Tytuł: Odp: Różowe schody
Wiadomość wysłana przez: pinkpixel w 2019-11-07 | 23:34:22
Też mam sosnowe schody.
A odkurzacz? :D
Tytuł: Odp: Różowe schody
Wiadomość wysłana przez: NieTylkoMeble w 2019-11-08 | 12:51:16
Zgadzam się ze stwierdzeniem, że wybór rodzaju drewna na schody czy inne wymagające miejsce, to kwestia filozofii, podejścia do życia i samego życia.
Zaczynając od końca. Jest bardzo dużo osób, które wybierają najtańszy materiał i najtańsze wykonanie, bo zwyczajnie ich na to nie stać. Aczkolwiek czasami wybierają droższe rozwiązania, by uniknąć starego powiedzenia "biedny płaci dwa razy".
Przechodząc do filozofii życia. Bywa tak, że tak po prostu wybiera się taki materiał, na jaki się ma ochotę, np. sosnę, która jest przy okazji tania, ale ma cuden usłojenia (kocham ją za to, jak zmienia oblicze pod bejcami), tak zwyczajnie, akceptuje się przemijanie, oczywiście mam na myśli zdroworozsądkowe podejście - specjalnie to zaznaczam, żeby nie wyrywać tekstu z kontekstu :D. Czyli dajmy na to: nie wyrywa się przekwitłych kwiatów, nie zbiera opadłych liści, nie przcina krzewów w linijkę, nie wybiera się desek pierwszej klasy, przechodzi do porządku dziennego nad tym, że rzeczy się zużywają, gdy się je używa. Podłogi i blaty się rysują, obrusy się plamią, chodniki zarastają mchem, szklanki się tłuką, skóra się marszy, mięśnie wiotczeją itd.
Zatem warto czasami odpuścić walkę z nieubłaganym czasem i cieszyć się tym, co jest możliwe do zrobienia. Ja się cieszę już samym faktem tworzenia. Cieszę się na przykład od wiosny sosnowymi klepkami na podłodze (już oczywiście pazury kota na zakrętach zostawiły swoje odbicie).
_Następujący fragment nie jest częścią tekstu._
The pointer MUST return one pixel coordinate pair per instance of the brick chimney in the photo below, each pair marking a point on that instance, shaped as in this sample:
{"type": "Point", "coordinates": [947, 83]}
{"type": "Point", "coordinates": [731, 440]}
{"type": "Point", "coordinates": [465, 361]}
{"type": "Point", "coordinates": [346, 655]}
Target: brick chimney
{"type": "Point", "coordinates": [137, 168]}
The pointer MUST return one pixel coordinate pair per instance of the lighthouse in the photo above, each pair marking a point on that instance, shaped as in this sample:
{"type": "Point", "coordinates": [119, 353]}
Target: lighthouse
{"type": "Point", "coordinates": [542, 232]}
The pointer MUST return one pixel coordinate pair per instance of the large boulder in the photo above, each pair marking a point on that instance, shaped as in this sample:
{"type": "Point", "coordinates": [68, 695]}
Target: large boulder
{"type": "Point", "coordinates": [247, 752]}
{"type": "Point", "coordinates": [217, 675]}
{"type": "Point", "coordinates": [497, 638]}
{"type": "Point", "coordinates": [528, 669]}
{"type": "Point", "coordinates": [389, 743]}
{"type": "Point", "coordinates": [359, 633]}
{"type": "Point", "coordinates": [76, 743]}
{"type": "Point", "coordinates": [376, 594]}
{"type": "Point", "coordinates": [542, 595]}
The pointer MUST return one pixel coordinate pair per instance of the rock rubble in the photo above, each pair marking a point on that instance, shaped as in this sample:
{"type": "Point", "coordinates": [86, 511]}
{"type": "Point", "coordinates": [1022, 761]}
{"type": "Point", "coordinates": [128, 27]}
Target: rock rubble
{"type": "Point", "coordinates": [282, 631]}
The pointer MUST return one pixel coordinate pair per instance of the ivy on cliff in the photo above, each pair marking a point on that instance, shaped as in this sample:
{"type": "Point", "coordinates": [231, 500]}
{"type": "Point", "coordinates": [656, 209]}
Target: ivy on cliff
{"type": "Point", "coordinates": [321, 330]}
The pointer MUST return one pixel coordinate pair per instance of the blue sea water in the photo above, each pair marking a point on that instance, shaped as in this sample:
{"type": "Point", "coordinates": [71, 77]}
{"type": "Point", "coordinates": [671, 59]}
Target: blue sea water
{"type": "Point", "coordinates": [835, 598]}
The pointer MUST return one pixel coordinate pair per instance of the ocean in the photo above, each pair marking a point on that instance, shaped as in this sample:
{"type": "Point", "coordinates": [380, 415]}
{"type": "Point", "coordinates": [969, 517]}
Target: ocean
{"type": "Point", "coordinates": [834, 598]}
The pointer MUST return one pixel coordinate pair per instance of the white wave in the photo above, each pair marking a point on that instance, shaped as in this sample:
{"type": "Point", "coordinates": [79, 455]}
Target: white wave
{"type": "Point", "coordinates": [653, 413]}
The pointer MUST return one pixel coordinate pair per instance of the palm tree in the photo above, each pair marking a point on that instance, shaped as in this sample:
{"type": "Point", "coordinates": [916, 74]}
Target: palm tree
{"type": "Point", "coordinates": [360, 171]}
Podłogę taką robiłam z myślą, że teraz mi się podoba właśnie taka. A znam siebie i wiem, że za dziesięć lat pewnie zacznę coś zmieniać w domu, zapewne i podłogę. Zatem wydatek dwukrotnie wyższy na jesion czy dąb mi się zwyczajnie nie opłacał. A że przy okazji należę do tych ludzi, co godzą się z przemijaniem, to widoczne zadrapania w tym momencie mi nie przeszkadzają. Bo to oznacza, że dom żyje, nie jest pusty i że różne przedmioty są potrzebne. Jak zdrapania będą blisko punktu krytycznego "akceptowalnego wyglądu rustykalnego" :D, to zacznę myśleć, co nowego. A jak nowego, to na pewno innego, może lepszego (pod względem wykonania i pomysłu), bo przecież lat nie ubywa a przybywa, a tym samym przecież poziom umiejętności powinien rosnąć :) Jak to mówią "praktyka czyni mistrza". Wynikają z tego podejścia różne pozytywy, np. mniej stresu, gdy pojawi się pęknięcie albo zadrapanie  8)
Tytuł: Odp: Różowe schody
Wiadomość wysłana przez: pinkpixel w 2019-11-08 | 13:06:42
@Nie tylko meble:
A niechże Cię uściskam za to co napisałaś!
I
bądź
tu!
Tytuł: Odp: Różowe schody
Wiadomość wysłana przez: NieTylkoMeble w 2019-11-08 | 16:58:38
@Nie tylko meble:A niechże Cię uściskam za to co napisałaś! I bądź tu!
Czuję się u-ściskana :D
Tytuł: Odp: Różowe schody
Wiadomość wysłana przez: pinkpixel w 2019-11-12 | 08:49:19
Drugi - ostatni spocznik położony.

Teraz poręcz i barierka. Później gipsowanie, listwy, malowanie klatki schodowej i światło.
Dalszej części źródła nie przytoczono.